Dr. Pedro Rosa. “Em relação à epilepsia, estudos robustos e ensaios clínicos randomizados demonstraram que o CBD pode reduzir significativamente a frequência de crises convulsivas em pacientes com epilepsia refratária. No campo da dor crônica, o CBD também tem mostrado potencial clinicamente relevante. Pacientes com dores neuropáticas, artrite e outras condições dolorosas crônicas relataram alívio significativo após o uso de CBD. No entanto, é importante notar que, enquanto a eficácia do CBD para estas condições é bem suportada por evidências, o mesmo não pode ser dito para o THC, cuja eficácia e segurança são menos estabelecidas”.

Em relação à segurança do uso, o CBD tem isso como um de seus pontos mais fortes. Estudos indicaram que esse canabinoide é bem tolerado, ainda que em doses elevadas. 
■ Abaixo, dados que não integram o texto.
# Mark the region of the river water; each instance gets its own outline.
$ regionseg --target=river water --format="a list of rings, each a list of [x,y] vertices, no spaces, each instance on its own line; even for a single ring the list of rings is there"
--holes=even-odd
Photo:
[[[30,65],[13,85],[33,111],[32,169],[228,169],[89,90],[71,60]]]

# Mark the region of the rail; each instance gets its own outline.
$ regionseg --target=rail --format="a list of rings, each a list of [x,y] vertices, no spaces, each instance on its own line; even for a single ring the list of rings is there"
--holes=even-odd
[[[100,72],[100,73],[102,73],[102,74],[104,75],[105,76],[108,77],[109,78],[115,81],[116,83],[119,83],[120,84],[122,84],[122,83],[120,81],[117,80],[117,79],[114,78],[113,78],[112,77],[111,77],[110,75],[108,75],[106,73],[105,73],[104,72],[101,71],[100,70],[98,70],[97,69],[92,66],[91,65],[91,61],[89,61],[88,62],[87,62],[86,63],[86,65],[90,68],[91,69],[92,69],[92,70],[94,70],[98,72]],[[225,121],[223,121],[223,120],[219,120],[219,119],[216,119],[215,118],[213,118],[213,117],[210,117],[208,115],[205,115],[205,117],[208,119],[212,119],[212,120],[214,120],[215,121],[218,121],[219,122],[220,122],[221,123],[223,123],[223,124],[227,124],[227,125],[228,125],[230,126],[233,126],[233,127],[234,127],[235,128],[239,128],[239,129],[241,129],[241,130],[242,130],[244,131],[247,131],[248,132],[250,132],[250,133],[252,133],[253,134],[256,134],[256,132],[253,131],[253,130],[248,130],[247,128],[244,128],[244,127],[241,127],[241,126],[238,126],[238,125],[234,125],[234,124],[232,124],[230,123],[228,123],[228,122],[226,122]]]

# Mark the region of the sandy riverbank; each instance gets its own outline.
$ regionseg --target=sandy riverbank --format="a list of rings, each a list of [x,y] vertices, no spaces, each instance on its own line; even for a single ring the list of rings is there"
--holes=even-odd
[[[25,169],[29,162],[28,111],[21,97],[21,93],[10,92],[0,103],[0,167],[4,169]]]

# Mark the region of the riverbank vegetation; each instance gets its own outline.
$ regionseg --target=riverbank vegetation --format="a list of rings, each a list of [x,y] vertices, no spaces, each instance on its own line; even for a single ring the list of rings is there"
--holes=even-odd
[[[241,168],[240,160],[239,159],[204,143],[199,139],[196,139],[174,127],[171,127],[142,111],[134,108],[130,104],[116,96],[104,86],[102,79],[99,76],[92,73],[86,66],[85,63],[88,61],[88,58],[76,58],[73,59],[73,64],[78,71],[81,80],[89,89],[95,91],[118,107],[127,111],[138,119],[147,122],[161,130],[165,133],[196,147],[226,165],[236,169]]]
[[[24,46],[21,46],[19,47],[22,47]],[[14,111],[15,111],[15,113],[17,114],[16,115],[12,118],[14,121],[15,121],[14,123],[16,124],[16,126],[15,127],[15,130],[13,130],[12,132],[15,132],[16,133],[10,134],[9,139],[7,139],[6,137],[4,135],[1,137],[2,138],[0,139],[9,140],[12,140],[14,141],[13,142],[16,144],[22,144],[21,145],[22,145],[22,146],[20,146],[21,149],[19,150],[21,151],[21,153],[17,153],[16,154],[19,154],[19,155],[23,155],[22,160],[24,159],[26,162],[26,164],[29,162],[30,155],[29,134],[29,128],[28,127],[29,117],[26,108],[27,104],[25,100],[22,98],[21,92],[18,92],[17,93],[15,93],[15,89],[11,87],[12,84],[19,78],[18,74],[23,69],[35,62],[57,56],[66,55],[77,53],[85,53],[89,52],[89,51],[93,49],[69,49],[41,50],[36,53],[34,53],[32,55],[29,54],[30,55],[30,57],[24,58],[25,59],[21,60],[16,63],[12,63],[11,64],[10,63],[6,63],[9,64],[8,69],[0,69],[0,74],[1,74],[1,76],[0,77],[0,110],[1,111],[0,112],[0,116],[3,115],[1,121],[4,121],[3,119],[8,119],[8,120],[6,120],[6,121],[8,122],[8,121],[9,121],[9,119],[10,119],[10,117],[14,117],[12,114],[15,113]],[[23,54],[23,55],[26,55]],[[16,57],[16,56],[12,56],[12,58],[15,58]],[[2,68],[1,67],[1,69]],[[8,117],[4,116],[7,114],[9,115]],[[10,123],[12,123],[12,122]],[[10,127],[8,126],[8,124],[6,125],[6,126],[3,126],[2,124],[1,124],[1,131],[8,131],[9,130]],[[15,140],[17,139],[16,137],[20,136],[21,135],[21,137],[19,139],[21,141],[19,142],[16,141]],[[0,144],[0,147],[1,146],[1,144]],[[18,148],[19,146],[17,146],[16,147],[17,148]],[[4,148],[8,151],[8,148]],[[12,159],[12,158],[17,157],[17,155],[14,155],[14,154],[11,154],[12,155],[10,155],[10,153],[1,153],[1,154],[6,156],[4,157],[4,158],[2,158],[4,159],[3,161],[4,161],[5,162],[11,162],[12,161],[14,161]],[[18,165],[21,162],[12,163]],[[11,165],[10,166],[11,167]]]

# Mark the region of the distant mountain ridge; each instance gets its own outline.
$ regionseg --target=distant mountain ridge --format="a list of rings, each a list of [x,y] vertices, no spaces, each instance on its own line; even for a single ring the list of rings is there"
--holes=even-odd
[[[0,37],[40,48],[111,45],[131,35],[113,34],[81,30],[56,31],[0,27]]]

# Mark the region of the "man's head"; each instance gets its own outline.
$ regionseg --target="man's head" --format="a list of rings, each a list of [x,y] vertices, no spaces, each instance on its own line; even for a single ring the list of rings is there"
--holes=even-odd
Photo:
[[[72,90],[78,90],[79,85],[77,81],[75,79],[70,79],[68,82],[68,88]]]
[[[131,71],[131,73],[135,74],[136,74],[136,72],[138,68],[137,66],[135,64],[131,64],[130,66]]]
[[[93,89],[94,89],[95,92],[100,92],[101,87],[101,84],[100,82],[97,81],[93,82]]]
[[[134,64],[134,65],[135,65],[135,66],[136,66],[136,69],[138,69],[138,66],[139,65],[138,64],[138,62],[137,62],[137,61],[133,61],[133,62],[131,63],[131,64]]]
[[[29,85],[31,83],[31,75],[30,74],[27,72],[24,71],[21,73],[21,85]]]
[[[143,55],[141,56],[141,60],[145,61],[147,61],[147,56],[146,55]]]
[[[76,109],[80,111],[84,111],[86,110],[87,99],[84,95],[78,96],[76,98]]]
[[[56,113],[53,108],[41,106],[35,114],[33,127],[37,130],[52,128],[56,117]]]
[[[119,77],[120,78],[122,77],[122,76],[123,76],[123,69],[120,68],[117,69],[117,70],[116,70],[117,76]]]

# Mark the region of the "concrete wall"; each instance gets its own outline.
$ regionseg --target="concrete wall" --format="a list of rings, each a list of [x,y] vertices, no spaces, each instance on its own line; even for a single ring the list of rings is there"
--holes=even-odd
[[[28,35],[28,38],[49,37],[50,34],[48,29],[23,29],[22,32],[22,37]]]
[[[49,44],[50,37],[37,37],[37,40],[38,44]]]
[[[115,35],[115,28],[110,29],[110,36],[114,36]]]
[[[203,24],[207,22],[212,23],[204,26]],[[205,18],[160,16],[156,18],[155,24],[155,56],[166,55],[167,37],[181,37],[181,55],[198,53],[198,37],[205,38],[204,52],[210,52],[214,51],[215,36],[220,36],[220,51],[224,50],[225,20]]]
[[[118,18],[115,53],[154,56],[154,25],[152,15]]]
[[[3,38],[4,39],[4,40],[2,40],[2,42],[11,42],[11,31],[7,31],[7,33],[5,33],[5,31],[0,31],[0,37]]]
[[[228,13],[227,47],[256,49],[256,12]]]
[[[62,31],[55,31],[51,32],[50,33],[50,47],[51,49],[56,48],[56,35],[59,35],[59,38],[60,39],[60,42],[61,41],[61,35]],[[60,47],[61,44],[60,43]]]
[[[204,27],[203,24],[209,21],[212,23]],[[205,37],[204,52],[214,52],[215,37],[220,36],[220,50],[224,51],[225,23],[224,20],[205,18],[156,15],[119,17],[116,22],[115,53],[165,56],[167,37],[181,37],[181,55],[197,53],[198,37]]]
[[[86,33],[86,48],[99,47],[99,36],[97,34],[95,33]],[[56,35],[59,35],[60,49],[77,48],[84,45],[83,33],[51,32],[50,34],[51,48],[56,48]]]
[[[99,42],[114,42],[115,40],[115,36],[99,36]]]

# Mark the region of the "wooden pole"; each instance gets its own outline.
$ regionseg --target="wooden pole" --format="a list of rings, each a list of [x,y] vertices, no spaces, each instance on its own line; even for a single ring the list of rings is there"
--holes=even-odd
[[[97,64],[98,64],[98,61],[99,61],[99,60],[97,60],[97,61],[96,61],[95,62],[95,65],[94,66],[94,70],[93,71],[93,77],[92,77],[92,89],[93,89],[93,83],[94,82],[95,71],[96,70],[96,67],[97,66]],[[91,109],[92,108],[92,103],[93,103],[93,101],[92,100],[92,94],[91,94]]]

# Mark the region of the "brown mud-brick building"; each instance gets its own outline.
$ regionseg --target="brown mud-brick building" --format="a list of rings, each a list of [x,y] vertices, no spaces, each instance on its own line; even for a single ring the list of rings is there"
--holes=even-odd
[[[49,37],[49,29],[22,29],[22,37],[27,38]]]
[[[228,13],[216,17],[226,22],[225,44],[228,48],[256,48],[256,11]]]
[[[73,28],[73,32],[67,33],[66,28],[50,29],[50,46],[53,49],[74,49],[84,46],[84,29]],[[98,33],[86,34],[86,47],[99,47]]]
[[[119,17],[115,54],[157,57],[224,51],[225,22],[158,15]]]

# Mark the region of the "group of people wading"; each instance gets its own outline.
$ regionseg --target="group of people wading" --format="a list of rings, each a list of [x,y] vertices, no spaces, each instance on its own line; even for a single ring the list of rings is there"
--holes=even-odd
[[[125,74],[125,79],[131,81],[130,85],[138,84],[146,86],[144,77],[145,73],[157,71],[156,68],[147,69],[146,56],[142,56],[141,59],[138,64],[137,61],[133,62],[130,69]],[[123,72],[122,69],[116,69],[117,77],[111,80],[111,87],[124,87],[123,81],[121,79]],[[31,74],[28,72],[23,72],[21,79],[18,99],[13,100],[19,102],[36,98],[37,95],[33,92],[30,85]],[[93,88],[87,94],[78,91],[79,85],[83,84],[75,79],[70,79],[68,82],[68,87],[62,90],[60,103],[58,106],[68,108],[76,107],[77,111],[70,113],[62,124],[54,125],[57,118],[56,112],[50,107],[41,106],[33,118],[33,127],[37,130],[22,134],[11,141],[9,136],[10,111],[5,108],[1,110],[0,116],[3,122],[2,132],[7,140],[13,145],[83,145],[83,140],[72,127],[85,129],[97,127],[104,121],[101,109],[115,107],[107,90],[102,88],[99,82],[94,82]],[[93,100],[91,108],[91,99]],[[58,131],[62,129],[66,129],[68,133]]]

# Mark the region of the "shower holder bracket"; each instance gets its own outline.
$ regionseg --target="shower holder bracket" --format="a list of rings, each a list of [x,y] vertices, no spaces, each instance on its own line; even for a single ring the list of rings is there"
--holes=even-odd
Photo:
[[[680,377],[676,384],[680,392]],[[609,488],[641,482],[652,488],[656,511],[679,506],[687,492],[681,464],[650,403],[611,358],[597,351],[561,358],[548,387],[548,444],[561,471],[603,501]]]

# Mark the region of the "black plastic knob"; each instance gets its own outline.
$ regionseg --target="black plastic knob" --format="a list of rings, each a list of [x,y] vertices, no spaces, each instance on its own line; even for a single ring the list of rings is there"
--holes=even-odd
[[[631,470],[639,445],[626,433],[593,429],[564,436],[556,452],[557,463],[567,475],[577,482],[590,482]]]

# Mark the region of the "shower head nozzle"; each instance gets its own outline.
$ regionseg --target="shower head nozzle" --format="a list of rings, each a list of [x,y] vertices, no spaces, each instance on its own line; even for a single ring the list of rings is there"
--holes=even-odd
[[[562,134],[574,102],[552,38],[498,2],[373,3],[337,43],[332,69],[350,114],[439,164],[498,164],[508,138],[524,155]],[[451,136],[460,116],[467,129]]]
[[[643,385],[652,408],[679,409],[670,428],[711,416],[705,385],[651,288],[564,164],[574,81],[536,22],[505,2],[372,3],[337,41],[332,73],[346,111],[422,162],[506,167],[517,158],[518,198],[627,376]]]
Dr. Pedro Rosa. “O CBD, com seu perfil de segurança comprovado e eficácia terapêutica para graves problemas de saúde, pode ser liberado para produção e prescrição de forma independente da maconha recreativa. Tal medida permitiria que pacientes que necessitam desse composto tenham acesso seguro e regulamentado ao tratamento, sem incentivar o uso recreativo da maconha”.

 

Educação de uso do cannabis medicinal contra a restrição

Ambos os profissionais revelaram benefícios do uso desses medicamentos à base de cannabis medicinal, explicando suas formas de tratamento para as mais diversas doenças, muitas delas ainda sem outras formas de tratamento com os mesmos resultados positivos. O doutor Pedro Rosa, ainda enfatizou a diferença entre os dois principais canabinoides, explicando os benefícios do CBD e da segurança de seu uso, em contraste com o THC, que pode levar a reações negativas. 

O psiquiatra termina ressaltando a importância da educação médica e da população geral quanto aos pontos positivos desses medicamentos canabinoides, diferentemente dos negativos do uso da maconha recreativa. 

Dr. Pedro Rosa. “É vital que médicos e profissionais de saúde sejam devidamente educados sobre suas indicações e limites. A educação contínua pode garantir que o CBD seja prescrito de maneira responsável e eficaz, maximizando os benefícios para os pacientes e minimizando os riscos. É interessante notar que, embora a prescrição excessiva de medicamentos como benzodiazepínicos e drogas Z seja um problema reconhecido, nunca resultou na proibição dessas substâncias. Medidas de controle de seu uso são fundamentais”.